The EXACT OPPOSITE was what happened. Mortgage Interest Relief was increased, doubled then doubled again, to the point where the mortgage @3% only cost the borrower approxiamtely 2%.

There could have been restictions imposed on the market. No 100% loans. A maximum term of 30 years. No Interest Only loans.

This was not caused by someone else, it was home brewed.


----------



## Chris (16 Nov 2010)

Towger said:


> Nope.
> 
> There would have been no access to cheap money/control of interest rates, plus we could devalue if if come to it.


Of course cheap credit would have been available. Do you think that any Irish politician or central banker would have advocated anything other than increasing the money supply and reducing itnerest rates in line with the UK, US and other EU members?



Howitzer said:


> I'm trying to nail this truism. Cheap credit wasn't a function of being in the Eurozone - it was Govt policy.
> 
> The Central Bank may not have dictated base rates but it was completely within the gift of the Govt of the day to ensure mortgage rates and loan availability were set at a more resticted level.
> 
> ...



Interesting points, but I think it was the actions of commision rather than omission that were at the center of government's fault in this mess. It was all the ever increasing tax reliefs, reduced stam duties that really fueled the property market. Add to that all the extra money that flooded the market at rediculously low interest rates. As already stated, while Ireland could have increased interest rates and kept money supply level if it had not joined the euro, no such thing would have been done.


----------



## joe sod (24 Nov 2010)

"I'm trying to nail this truism. Cheap credit wasn't a function of being in the Eurozone - it was Govt policy."

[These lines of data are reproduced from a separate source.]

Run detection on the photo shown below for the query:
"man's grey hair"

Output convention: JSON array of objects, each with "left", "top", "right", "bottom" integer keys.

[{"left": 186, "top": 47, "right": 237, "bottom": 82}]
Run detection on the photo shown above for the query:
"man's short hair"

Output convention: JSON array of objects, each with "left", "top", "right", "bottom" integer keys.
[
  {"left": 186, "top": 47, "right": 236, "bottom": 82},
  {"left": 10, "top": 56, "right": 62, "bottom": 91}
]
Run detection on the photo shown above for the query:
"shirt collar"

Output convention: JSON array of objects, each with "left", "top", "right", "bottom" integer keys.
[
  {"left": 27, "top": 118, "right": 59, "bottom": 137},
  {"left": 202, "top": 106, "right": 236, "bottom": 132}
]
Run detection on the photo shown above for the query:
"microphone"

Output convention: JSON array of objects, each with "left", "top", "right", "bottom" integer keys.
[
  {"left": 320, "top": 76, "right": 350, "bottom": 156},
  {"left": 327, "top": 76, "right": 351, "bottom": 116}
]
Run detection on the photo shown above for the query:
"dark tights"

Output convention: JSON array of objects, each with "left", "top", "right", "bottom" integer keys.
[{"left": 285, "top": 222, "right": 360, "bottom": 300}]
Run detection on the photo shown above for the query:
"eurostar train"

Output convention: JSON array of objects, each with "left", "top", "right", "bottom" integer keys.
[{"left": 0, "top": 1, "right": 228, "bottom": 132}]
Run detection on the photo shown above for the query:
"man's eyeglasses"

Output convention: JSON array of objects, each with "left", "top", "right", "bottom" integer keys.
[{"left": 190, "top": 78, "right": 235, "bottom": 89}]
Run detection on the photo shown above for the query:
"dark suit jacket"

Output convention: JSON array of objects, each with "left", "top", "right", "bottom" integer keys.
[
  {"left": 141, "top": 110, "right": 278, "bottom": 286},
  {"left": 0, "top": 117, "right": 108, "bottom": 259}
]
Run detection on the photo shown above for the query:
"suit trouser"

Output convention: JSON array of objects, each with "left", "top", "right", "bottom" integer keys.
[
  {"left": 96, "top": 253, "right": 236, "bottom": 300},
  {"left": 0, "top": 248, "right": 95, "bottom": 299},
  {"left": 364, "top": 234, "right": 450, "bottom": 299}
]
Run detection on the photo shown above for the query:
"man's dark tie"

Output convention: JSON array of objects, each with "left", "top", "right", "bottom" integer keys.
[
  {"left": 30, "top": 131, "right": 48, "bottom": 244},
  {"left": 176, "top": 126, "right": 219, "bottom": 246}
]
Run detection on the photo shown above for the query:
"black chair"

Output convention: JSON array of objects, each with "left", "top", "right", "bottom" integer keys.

but only made possible by euro membership. There is no way ireland would have been lent so much money if outside the euro. If you think we would have been lent the money anyway why is all the money we owe owed to european banks and pension funds and virtually none outside of this. 
Even if we had of been lent the money anyway we could have simply defaulted like iceland and had the sharp adjustment rather than the long drawn out stagnation we now have


----------